You follow the same process as your income. Take your child’s income for the year and deduct the federal tax liability, the state tax and FICA calculation. 

From the number you have from above, subtract $6,660. This is their Income Protection Allowance for the year. Now you have a number, times this number by .50. This number is the 3rd really important number. This is your child’s Available Income.

Now they want to know about Your Child’s Assets.

Same like yours, they want to know the total of Cash, Savings, checking, money markets in your child’s name. Again assets DO NOT include their car, their cool gym shoes, their iPhone or their stuff. Take the total amount of their assets times it by .20. This is your 4th really important number. This is Your child’s contribution from assets.

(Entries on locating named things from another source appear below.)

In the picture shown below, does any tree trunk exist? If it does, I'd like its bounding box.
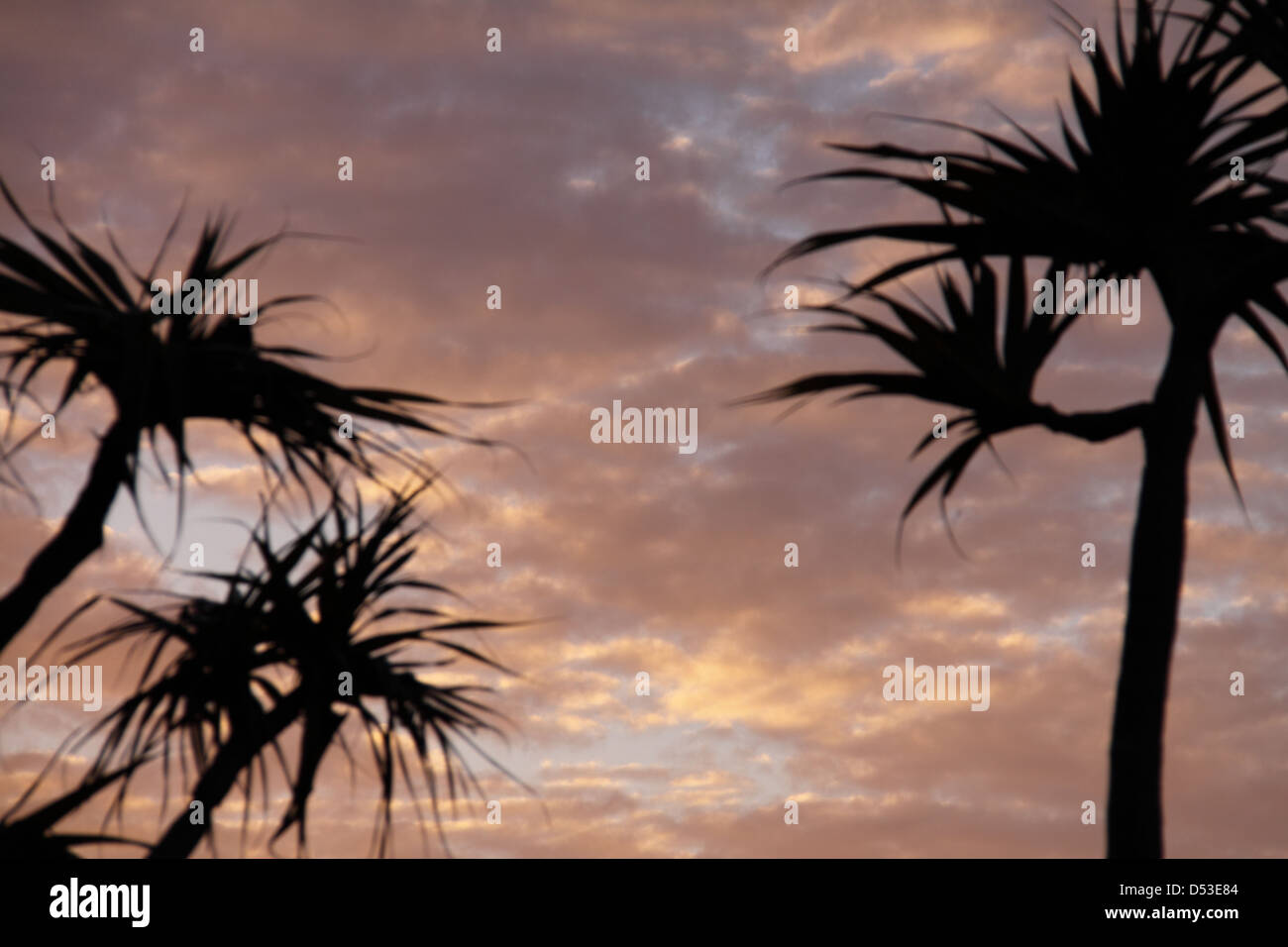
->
[0,420,138,651]
[1108,335,1207,858]
[150,690,303,858]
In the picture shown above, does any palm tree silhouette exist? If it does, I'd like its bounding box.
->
[0,180,488,651]
[11,480,517,858]
[0,180,522,857]
[751,0,1288,858]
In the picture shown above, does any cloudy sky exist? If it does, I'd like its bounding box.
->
[0,0,1288,857]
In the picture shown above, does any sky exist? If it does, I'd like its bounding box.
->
[0,0,1288,857]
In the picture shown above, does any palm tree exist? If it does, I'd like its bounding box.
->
[754,0,1288,858]
[32,480,522,858]
[0,180,486,651]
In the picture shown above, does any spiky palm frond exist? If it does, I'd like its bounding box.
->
[772,0,1288,311]
[47,481,510,854]
[0,181,501,507]
[1192,0,1288,87]
[744,258,1145,549]
[0,755,147,861]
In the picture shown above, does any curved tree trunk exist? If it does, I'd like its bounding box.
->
[1108,336,1207,858]
[0,420,138,651]
[150,690,303,858]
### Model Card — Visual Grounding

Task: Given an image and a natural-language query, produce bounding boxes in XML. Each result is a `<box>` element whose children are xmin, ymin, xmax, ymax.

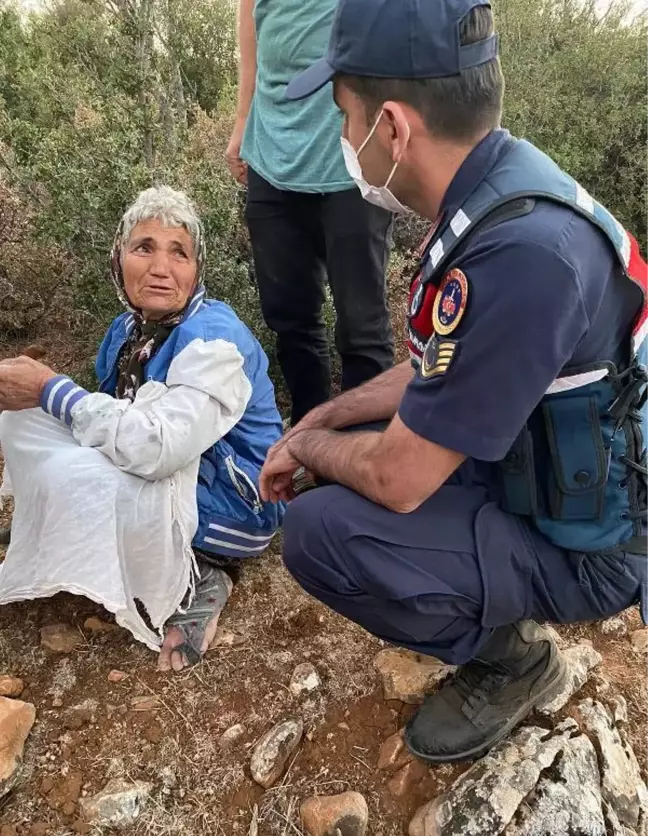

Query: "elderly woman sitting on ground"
<box><xmin>0</xmin><ymin>187</ymin><xmax>281</xmax><ymax>670</ymax></box>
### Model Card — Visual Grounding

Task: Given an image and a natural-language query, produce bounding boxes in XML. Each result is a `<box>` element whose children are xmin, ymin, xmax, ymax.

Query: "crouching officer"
<box><xmin>261</xmin><ymin>0</ymin><xmax>648</xmax><ymax>763</ymax></box>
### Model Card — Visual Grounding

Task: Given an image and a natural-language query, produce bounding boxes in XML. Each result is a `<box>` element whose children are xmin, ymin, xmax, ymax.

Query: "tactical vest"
<box><xmin>408</xmin><ymin>140</ymin><xmax>648</xmax><ymax>554</ymax></box>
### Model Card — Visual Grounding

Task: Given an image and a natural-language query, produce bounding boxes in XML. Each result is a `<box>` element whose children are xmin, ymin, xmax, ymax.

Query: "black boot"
<box><xmin>405</xmin><ymin>621</ymin><xmax>565</xmax><ymax>763</ymax></box>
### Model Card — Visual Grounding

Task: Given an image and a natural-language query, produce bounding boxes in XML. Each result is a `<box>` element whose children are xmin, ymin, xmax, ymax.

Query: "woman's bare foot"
<box><xmin>158</xmin><ymin>566</ymin><xmax>232</xmax><ymax>671</ymax></box>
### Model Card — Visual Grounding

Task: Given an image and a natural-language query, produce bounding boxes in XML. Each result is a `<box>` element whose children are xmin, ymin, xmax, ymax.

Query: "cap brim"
<box><xmin>286</xmin><ymin>58</ymin><xmax>335</xmax><ymax>101</ymax></box>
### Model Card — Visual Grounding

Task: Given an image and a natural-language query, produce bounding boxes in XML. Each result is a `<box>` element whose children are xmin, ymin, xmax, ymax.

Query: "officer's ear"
<box><xmin>383</xmin><ymin>101</ymin><xmax>412</xmax><ymax>162</ymax></box>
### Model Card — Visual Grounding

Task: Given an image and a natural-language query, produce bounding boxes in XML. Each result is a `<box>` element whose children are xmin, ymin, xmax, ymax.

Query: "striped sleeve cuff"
<box><xmin>40</xmin><ymin>374</ymin><xmax>90</xmax><ymax>427</ymax></box>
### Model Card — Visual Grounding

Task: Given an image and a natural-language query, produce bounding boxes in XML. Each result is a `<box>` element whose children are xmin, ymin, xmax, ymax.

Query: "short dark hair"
<box><xmin>337</xmin><ymin>6</ymin><xmax>504</xmax><ymax>141</ymax></box>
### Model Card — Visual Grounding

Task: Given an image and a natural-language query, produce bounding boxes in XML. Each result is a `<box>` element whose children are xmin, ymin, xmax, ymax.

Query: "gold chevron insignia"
<box><xmin>421</xmin><ymin>336</ymin><xmax>458</xmax><ymax>380</ymax></box>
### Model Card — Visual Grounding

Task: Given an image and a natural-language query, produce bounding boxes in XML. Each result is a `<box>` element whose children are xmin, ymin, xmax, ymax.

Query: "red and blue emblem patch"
<box><xmin>432</xmin><ymin>268</ymin><xmax>468</xmax><ymax>337</ymax></box>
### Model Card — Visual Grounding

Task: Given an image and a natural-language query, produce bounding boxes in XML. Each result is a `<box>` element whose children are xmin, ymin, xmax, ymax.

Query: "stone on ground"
<box><xmin>387</xmin><ymin>760</ymin><xmax>428</xmax><ymax>798</ymax></box>
<box><xmin>83</xmin><ymin>615</ymin><xmax>121</xmax><ymax>633</ymax></box>
<box><xmin>0</xmin><ymin>676</ymin><xmax>25</xmax><ymax>697</ymax></box>
<box><xmin>288</xmin><ymin>662</ymin><xmax>322</xmax><ymax>697</ymax></box>
<box><xmin>207</xmin><ymin>627</ymin><xmax>246</xmax><ymax>652</ymax></box>
<box><xmin>599</xmin><ymin>615</ymin><xmax>628</xmax><ymax>638</ymax></box>
<box><xmin>0</xmin><ymin>697</ymin><xmax>36</xmax><ymax>798</ymax></box>
<box><xmin>301</xmin><ymin>792</ymin><xmax>369</xmax><ymax>836</ymax></box>
<box><xmin>378</xmin><ymin>729</ymin><xmax>414</xmax><ymax>771</ymax></box>
<box><xmin>630</xmin><ymin>627</ymin><xmax>648</xmax><ymax>653</ymax></box>
<box><xmin>409</xmin><ymin>721</ymin><xmax>576</xmax><ymax>836</ymax></box>
<box><xmin>250</xmin><ymin>720</ymin><xmax>304</xmax><ymax>789</ymax></box>
<box><xmin>108</xmin><ymin>670</ymin><xmax>127</xmax><ymax>682</ymax></box>
<box><xmin>578</xmin><ymin>699</ymin><xmax>648</xmax><ymax>828</ymax></box>
<box><xmin>504</xmin><ymin>735</ymin><xmax>607</xmax><ymax>836</ymax></box>
<box><xmin>41</xmin><ymin>624</ymin><xmax>83</xmax><ymax>653</ymax></box>
<box><xmin>374</xmin><ymin>648</ymin><xmax>455</xmax><ymax>705</ymax></box>
<box><xmin>219</xmin><ymin>723</ymin><xmax>245</xmax><ymax>749</ymax></box>
<box><xmin>537</xmin><ymin>642</ymin><xmax>603</xmax><ymax>714</ymax></box>
<box><xmin>79</xmin><ymin>778</ymin><xmax>153</xmax><ymax>828</ymax></box>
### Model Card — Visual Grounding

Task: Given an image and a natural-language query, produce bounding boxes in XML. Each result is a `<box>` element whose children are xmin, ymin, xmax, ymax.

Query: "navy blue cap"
<box><xmin>286</xmin><ymin>0</ymin><xmax>498</xmax><ymax>99</ymax></box>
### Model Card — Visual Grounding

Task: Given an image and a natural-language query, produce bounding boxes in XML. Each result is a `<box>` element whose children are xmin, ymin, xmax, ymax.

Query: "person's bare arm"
<box><xmin>225</xmin><ymin>0</ymin><xmax>257</xmax><ymax>184</ymax></box>
<box><xmin>259</xmin><ymin>361</ymin><xmax>414</xmax><ymax>501</ymax></box>
<box><xmin>261</xmin><ymin>415</ymin><xmax>465</xmax><ymax>514</ymax></box>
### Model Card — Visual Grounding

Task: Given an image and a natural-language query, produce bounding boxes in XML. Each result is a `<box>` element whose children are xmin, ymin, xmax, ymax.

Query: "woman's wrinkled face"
<box><xmin>122</xmin><ymin>219</ymin><xmax>198</xmax><ymax>320</ymax></box>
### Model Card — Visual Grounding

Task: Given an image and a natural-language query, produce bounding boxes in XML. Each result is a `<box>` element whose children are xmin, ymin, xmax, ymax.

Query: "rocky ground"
<box><xmin>0</xmin><ymin>536</ymin><xmax>648</xmax><ymax>836</ymax></box>
<box><xmin>0</xmin><ymin>320</ymin><xmax>648</xmax><ymax>836</ymax></box>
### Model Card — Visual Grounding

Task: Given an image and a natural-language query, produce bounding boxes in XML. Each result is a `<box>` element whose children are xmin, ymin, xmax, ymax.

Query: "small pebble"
<box><xmin>108</xmin><ymin>671</ymin><xmax>127</xmax><ymax>682</ymax></box>
<box><xmin>0</xmin><ymin>676</ymin><xmax>25</xmax><ymax>697</ymax></box>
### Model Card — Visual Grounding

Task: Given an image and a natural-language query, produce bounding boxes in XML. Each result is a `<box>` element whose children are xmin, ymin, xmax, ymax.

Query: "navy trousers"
<box><xmin>284</xmin><ymin>460</ymin><xmax>648</xmax><ymax>664</ymax></box>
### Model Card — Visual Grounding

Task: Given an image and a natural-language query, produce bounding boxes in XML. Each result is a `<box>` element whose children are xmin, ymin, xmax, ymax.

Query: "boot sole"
<box><xmin>404</xmin><ymin>662</ymin><xmax>567</xmax><ymax>764</ymax></box>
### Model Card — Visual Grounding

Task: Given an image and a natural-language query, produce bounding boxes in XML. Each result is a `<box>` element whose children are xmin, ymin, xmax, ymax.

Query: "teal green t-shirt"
<box><xmin>241</xmin><ymin>0</ymin><xmax>353</xmax><ymax>192</ymax></box>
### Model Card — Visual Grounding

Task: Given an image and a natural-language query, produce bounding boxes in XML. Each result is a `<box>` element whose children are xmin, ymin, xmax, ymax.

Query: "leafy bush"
<box><xmin>0</xmin><ymin>0</ymin><xmax>648</xmax><ymax>362</ymax></box>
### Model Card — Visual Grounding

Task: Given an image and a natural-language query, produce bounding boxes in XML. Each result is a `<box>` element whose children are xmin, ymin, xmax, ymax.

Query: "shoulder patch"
<box><xmin>432</xmin><ymin>268</ymin><xmax>468</xmax><ymax>337</ymax></box>
<box><xmin>421</xmin><ymin>335</ymin><xmax>459</xmax><ymax>380</ymax></box>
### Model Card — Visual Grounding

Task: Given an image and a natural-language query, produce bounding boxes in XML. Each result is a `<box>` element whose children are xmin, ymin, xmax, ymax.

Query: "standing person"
<box><xmin>260</xmin><ymin>0</ymin><xmax>648</xmax><ymax>763</ymax></box>
<box><xmin>227</xmin><ymin>0</ymin><xmax>393</xmax><ymax>426</ymax></box>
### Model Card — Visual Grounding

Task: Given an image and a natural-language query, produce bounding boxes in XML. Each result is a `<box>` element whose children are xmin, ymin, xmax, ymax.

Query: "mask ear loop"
<box><xmin>356</xmin><ymin>110</ymin><xmax>385</xmax><ymax>157</ymax></box>
<box><xmin>383</xmin><ymin>124</ymin><xmax>412</xmax><ymax>189</ymax></box>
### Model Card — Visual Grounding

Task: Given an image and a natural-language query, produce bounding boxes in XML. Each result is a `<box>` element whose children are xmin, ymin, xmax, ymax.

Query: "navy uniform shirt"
<box><xmin>399</xmin><ymin>130</ymin><xmax>642</xmax><ymax>462</ymax></box>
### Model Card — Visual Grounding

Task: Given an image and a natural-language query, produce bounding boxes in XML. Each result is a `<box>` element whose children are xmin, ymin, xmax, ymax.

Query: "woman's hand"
<box><xmin>0</xmin><ymin>356</ymin><xmax>56</xmax><ymax>410</ymax></box>
<box><xmin>259</xmin><ymin>439</ymin><xmax>301</xmax><ymax>502</ymax></box>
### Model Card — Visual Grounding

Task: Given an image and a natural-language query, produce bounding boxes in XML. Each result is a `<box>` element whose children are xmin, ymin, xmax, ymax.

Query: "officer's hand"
<box><xmin>259</xmin><ymin>444</ymin><xmax>301</xmax><ymax>502</ymax></box>
<box><xmin>0</xmin><ymin>356</ymin><xmax>56</xmax><ymax>410</ymax></box>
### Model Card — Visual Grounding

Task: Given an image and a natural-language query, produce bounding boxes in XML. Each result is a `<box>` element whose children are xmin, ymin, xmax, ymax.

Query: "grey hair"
<box><xmin>121</xmin><ymin>186</ymin><xmax>201</xmax><ymax>255</ymax></box>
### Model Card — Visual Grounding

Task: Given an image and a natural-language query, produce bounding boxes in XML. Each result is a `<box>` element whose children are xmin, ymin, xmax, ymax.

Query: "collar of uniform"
<box><xmin>439</xmin><ymin>128</ymin><xmax>513</xmax><ymax>218</ymax></box>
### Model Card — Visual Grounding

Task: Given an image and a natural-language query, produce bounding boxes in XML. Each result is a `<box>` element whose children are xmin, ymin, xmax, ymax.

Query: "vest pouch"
<box><xmin>542</xmin><ymin>395</ymin><xmax>610</xmax><ymax>520</ymax></box>
<box><xmin>499</xmin><ymin>426</ymin><xmax>538</xmax><ymax>516</ymax></box>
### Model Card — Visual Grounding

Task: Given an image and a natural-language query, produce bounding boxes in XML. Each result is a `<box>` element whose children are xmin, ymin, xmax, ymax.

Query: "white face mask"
<box><xmin>340</xmin><ymin>111</ymin><xmax>412</xmax><ymax>214</ymax></box>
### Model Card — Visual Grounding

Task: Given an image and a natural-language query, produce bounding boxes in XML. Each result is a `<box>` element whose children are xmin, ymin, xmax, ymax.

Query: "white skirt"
<box><xmin>0</xmin><ymin>409</ymin><xmax>198</xmax><ymax>650</ymax></box>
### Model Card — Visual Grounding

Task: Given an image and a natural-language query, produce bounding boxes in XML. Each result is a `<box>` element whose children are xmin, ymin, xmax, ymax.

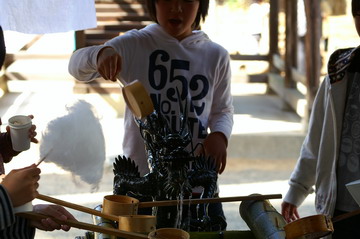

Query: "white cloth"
<box><xmin>69</xmin><ymin>24</ymin><xmax>233</xmax><ymax>175</ymax></box>
<box><xmin>0</xmin><ymin>0</ymin><xmax>97</xmax><ymax>34</ymax></box>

Calculate your Family Contribution

Now take your available income (1st important number) plus your contribution from assets (2nd important number) and add them together. This is your adjusted available income. Take this number and look at the chart below. Do the necessary calculation according to the chart. This is your, the parent, part of the family contribution.

Next take your child’s available income (3rd important number) plus your child’s contribution from assets (4th important number) and this equals your kid’s contribution.

Finally add these numbers together and this is your expected family contribution! Remember this is the amount that every college, no matter their cost, is going to expect your family to contribute to your child’s college education. There are a few ways around it and we will talk about that in another series.

Below is an example for calculating a family’s expected contribution.

I know this seems very confusing but once you understand the calculations it is do-able and it is important to understand the numbers because I will tell you how to save yourself some money in the next part of my series. I will also explain how to get the most of federal student aid and what you can do if you can not afford your family’s expected contribution. I think this is enough for today though. I think I need a nap!